Ida laughed. “Are you so certain that I will marry again, Elsa?”
“Absolutely certain. Just look in the mirror, my dear friend. You are made for love. You will be a wife. You will be a mother,” she replied. “You will make your father a proud grandfather. But for now, see to his health. Arrange for the operation.”
“I will,” she promised.
She immediately called Dr. Le Strange and scheduled the surgery.
“Time is of the essence, of course,” he advised her gravely. “We must proceed as soon as possible.”
“I understand,” she assured him.
There would be no delay. She would travel south as soon all arrangements for the exhibitions in Israel and Switzerland were completed. Seized by a new sense of immediacy, she turned at once to the mountain of documents on her desk, intent on completing the remaining paperwork as swiftly as possible. Elsa had spoken of the danger of metastasis, and she understood what that meant. That would not happen. Her father could not die. She would not allow him to die.
That night, she was awakened by the same invasive dream in which she was, as always, racing hard, clutching her father’s hand, in desperate flight from a dark hooded figure. As the menacing pursuer drew closer, she opened her arms and enfolded Marc in a protective embrace, and they soared skyward together, his heart beating against her own.
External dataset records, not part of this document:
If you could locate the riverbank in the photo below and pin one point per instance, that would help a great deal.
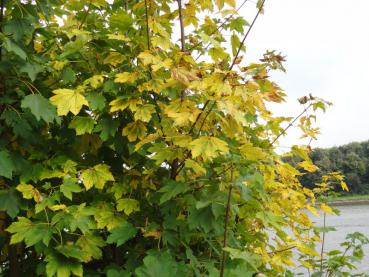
(349, 200)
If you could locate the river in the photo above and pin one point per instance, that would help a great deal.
(353, 218)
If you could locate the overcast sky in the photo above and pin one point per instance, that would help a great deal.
(327, 47)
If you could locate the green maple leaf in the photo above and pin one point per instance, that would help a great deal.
(91, 245)
(82, 125)
(68, 100)
(32, 69)
(96, 101)
(40, 107)
(70, 186)
(96, 176)
(73, 251)
(62, 266)
(7, 166)
(128, 205)
(122, 234)
(171, 190)
(158, 264)
(208, 147)
(108, 127)
(30, 232)
(9, 202)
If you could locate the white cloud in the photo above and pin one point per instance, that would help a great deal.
(327, 48)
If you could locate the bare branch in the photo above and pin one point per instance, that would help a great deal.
(226, 221)
(147, 26)
(291, 123)
(183, 46)
(246, 35)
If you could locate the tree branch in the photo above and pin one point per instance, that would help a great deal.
(246, 35)
(181, 165)
(183, 46)
(220, 27)
(85, 16)
(291, 123)
(147, 26)
(226, 221)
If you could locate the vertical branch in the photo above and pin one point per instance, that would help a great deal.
(1, 22)
(183, 47)
(147, 26)
(226, 221)
(323, 241)
(2, 81)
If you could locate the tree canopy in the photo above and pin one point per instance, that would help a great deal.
(136, 140)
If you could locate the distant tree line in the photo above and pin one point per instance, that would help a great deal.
(351, 159)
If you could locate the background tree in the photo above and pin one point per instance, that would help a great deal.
(126, 151)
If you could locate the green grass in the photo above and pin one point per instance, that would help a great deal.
(350, 197)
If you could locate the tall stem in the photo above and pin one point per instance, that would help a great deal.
(147, 26)
(183, 47)
(323, 241)
(226, 222)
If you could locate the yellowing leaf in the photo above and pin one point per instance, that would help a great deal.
(344, 186)
(114, 58)
(208, 147)
(305, 249)
(308, 166)
(144, 112)
(68, 100)
(58, 207)
(183, 75)
(29, 192)
(59, 65)
(128, 205)
(95, 81)
(312, 210)
(126, 77)
(134, 130)
(325, 208)
(251, 152)
(148, 139)
(121, 104)
(196, 167)
(118, 37)
(82, 125)
(96, 176)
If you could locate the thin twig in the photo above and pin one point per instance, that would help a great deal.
(226, 221)
(181, 165)
(219, 28)
(291, 123)
(147, 26)
(1, 22)
(247, 34)
(323, 241)
(85, 16)
(183, 46)
(281, 250)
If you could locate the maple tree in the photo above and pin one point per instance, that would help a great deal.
(130, 145)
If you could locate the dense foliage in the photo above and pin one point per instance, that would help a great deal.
(351, 159)
(130, 146)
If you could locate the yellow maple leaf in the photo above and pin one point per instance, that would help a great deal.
(114, 58)
(325, 208)
(134, 130)
(122, 103)
(208, 147)
(251, 152)
(126, 77)
(308, 166)
(68, 100)
(95, 81)
(144, 112)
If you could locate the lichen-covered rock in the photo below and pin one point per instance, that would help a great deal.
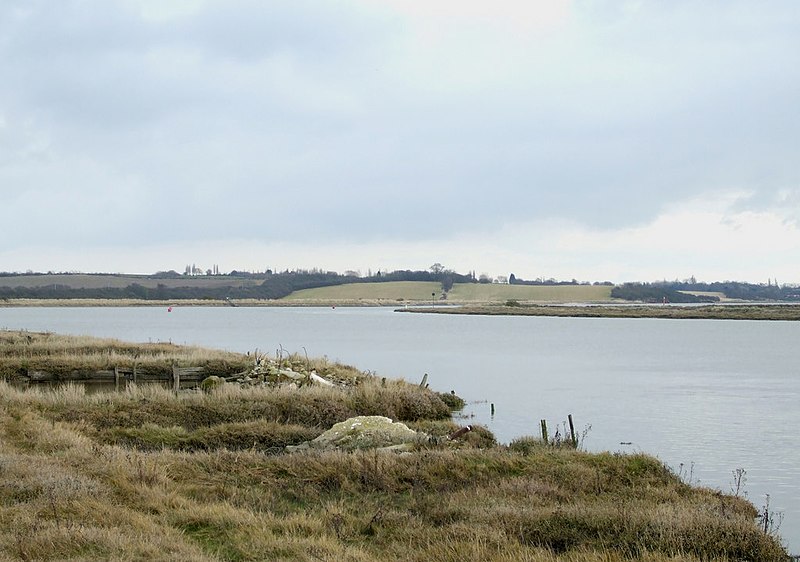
(364, 432)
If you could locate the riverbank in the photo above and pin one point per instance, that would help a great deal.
(149, 473)
(742, 311)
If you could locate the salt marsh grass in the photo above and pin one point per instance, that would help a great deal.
(151, 474)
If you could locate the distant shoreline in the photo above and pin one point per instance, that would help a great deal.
(743, 311)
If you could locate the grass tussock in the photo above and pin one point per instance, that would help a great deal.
(21, 352)
(148, 474)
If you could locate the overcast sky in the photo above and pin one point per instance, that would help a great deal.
(597, 140)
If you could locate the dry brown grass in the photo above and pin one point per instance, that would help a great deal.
(148, 474)
(22, 351)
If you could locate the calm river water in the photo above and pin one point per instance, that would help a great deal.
(707, 396)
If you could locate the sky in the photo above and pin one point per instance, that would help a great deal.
(589, 139)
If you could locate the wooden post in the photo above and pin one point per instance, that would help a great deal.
(572, 432)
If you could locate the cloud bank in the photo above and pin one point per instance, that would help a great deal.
(587, 139)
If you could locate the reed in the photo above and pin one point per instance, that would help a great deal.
(150, 474)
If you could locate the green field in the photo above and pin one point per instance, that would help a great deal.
(550, 293)
(394, 290)
(461, 292)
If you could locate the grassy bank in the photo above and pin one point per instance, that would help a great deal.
(150, 474)
(461, 292)
(708, 312)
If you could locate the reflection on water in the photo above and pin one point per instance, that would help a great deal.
(718, 395)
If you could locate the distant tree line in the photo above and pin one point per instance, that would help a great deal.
(273, 286)
(514, 280)
(680, 291)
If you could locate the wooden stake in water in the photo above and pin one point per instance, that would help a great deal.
(572, 432)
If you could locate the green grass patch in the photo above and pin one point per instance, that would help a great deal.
(390, 291)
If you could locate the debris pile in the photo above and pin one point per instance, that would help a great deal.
(267, 371)
(365, 432)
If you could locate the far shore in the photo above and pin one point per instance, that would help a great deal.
(729, 311)
(739, 311)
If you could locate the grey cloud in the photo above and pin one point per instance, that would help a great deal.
(297, 121)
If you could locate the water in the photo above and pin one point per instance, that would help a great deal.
(707, 396)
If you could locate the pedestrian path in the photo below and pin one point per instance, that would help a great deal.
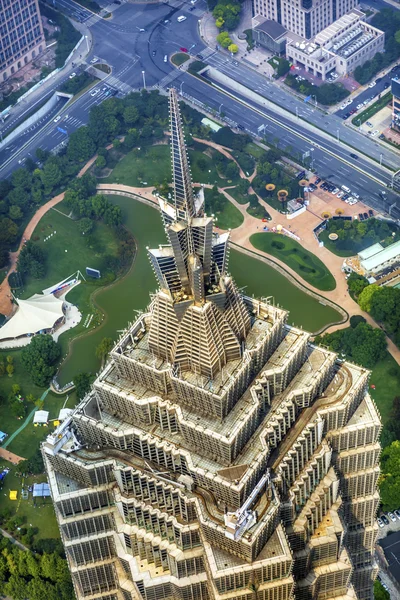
(25, 423)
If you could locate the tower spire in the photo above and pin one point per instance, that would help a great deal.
(182, 181)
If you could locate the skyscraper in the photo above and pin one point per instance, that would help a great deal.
(21, 35)
(220, 454)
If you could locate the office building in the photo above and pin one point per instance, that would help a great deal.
(21, 35)
(305, 18)
(220, 454)
(342, 47)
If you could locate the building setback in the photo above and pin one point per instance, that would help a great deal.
(220, 455)
(21, 35)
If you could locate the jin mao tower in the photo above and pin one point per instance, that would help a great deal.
(220, 454)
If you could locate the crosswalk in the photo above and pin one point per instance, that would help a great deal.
(168, 79)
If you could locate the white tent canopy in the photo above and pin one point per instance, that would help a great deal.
(33, 315)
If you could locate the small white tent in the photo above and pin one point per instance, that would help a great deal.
(33, 315)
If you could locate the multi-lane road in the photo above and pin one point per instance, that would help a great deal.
(137, 59)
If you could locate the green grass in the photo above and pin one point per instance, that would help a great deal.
(152, 166)
(229, 218)
(386, 378)
(304, 263)
(68, 250)
(179, 58)
(254, 150)
(332, 245)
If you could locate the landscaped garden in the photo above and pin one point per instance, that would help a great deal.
(354, 236)
(290, 252)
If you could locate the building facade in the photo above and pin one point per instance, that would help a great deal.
(305, 18)
(220, 455)
(341, 47)
(21, 35)
(396, 104)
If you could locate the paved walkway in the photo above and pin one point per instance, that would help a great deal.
(25, 423)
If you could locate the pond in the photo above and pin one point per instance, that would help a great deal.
(122, 299)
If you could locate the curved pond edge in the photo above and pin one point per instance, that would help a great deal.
(270, 262)
(92, 299)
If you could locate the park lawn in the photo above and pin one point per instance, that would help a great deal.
(386, 378)
(42, 516)
(229, 218)
(304, 263)
(68, 250)
(239, 197)
(332, 246)
(152, 166)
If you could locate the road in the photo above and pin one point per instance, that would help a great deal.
(137, 59)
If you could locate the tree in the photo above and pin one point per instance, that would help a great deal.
(390, 476)
(103, 349)
(365, 298)
(82, 384)
(223, 39)
(39, 358)
(85, 226)
(15, 213)
(131, 115)
(80, 146)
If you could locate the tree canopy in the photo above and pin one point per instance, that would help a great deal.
(39, 358)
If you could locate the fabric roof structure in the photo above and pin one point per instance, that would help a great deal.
(41, 489)
(33, 315)
(41, 416)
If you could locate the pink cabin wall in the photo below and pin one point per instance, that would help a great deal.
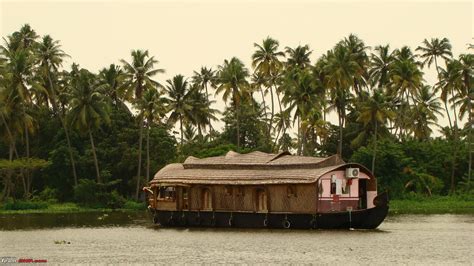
(347, 200)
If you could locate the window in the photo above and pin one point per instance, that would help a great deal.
(240, 192)
(185, 198)
(261, 200)
(228, 190)
(206, 199)
(167, 194)
(291, 191)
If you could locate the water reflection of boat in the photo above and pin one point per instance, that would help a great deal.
(266, 190)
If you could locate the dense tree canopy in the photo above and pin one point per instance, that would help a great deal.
(69, 130)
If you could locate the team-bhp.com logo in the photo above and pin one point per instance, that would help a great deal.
(21, 260)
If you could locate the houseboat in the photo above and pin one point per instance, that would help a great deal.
(266, 190)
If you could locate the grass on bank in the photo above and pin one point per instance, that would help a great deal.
(27, 207)
(456, 204)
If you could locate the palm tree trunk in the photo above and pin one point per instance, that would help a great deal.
(339, 146)
(140, 140)
(26, 172)
(63, 124)
(209, 118)
(273, 113)
(181, 129)
(238, 123)
(299, 136)
(96, 162)
(264, 103)
(374, 152)
(148, 152)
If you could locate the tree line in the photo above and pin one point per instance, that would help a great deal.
(117, 126)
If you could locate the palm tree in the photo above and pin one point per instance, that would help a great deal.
(375, 111)
(356, 48)
(50, 58)
(380, 66)
(154, 108)
(425, 113)
(340, 70)
(139, 73)
(266, 61)
(298, 57)
(177, 91)
(232, 79)
(111, 82)
(301, 95)
(465, 97)
(201, 112)
(205, 78)
(138, 78)
(88, 109)
(430, 52)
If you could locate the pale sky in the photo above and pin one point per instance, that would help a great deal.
(187, 34)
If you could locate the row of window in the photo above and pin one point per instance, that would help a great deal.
(169, 193)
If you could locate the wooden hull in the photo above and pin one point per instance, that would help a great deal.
(359, 219)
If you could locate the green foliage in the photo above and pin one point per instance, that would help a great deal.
(91, 194)
(422, 167)
(24, 205)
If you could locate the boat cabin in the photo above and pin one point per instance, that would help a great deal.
(265, 183)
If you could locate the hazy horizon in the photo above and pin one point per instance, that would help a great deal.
(185, 35)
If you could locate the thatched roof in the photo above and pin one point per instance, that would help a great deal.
(247, 169)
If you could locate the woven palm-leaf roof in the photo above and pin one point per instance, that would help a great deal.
(251, 168)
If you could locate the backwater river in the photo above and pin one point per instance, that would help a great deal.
(98, 238)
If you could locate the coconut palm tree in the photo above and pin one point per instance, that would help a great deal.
(266, 60)
(464, 76)
(154, 109)
(380, 66)
(88, 109)
(356, 48)
(425, 113)
(298, 57)
(177, 91)
(201, 111)
(138, 78)
(139, 73)
(300, 96)
(50, 58)
(430, 52)
(375, 111)
(340, 70)
(206, 78)
(111, 82)
(232, 80)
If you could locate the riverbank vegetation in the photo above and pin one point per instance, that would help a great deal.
(72, 135)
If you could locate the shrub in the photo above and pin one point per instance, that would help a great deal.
(133, 205)
(24, 205)
(88, 193)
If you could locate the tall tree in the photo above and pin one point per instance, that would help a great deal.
(177, 91)
(340, 70)
(138, 76)
(206, 78)
(375, 111)
(266, 60)
(232, 79)
(430, 52)
(88, 109)
(50, 58)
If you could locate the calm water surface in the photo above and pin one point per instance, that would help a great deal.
(130, 238)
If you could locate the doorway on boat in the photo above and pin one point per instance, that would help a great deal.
(206, 199)
(185, 198)
(261, 200)
(362, 193)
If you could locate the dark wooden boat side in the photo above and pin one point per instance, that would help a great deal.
(358, 219)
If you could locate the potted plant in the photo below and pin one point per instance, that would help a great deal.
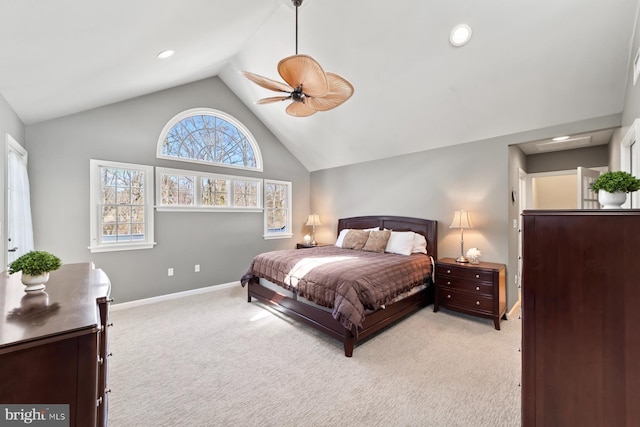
(612, 188)
(35, 267)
The whistling wind carried them into the clouds, beyond the grasp of the predator she knew to be the
Malach HaMavet
, the Angel of Death, the ruler over the nocturnal kingdom of nightmare and terror.
“He will not win,” she shouted into the darkness.
At last her work for the exhibitions was completed and she rushed to Marc’s favorite patisserie where she purchased an assortment of éclairs, gâteaux, and strawberries dipped in chocolate. At a market in Les Halles, she bought a basket of black truffles and the wild sorrel for the schav soup he so often craved. She held the delicacies on her lap throughout the journey, and when she reached Les Collines, she spread the delicacies across the dining room table.
“I have brought your favorite sweets, Papa,” she proclaimed, ripping open the stiff white boxes and displaying her treasures. “And tonight I shall make you a pasta with truffles in a wine sauce. And schav with sour cream.”
Marc’s face brightened, but Virginia glared at her.
“Your father must not have rich foods. He is on a strict diet that my friends designed especially for him,” she said icily even as he lunged toward the pastries and seized an éclair.
“Am I to be denied all sweetness in my life?” he asked plaintively.
“
Non, mon père. Non.
” Ida assured him. “You shall have sweetness.” She took the éclair he had selected, placed it on a plate, and handed him a fork. He ate greedily, the cream dripping down his chin, the chocolate staining his lips.
Ida wiped his mouth gently with her handkerchief, added an apple tart, and smiled as he ate. She and Virginia did not look at each other, nor did Virginia protest when small David popped a chocolate-covered strawberry into his mouth. The battle was over. Ida had prevailed yet again.
The next day, she accompanied Marc to the clinic in Nice and arrangements were made for the surgery.
“There will be two separate procedures,” Dr. Le Strange told them. “I am afraid it will consume two months of your life,
cher
maître
, but after that, you will be fully recovered.” He smiled benignly. Artists were his favorite patients. “They are like children,” he had told Madame Le Strange more than once. He reflected that Marc Chagall, whose work he so admired, behaved like a vulnerable child. The great artist’s lip trembled, and his fingers curled into fists.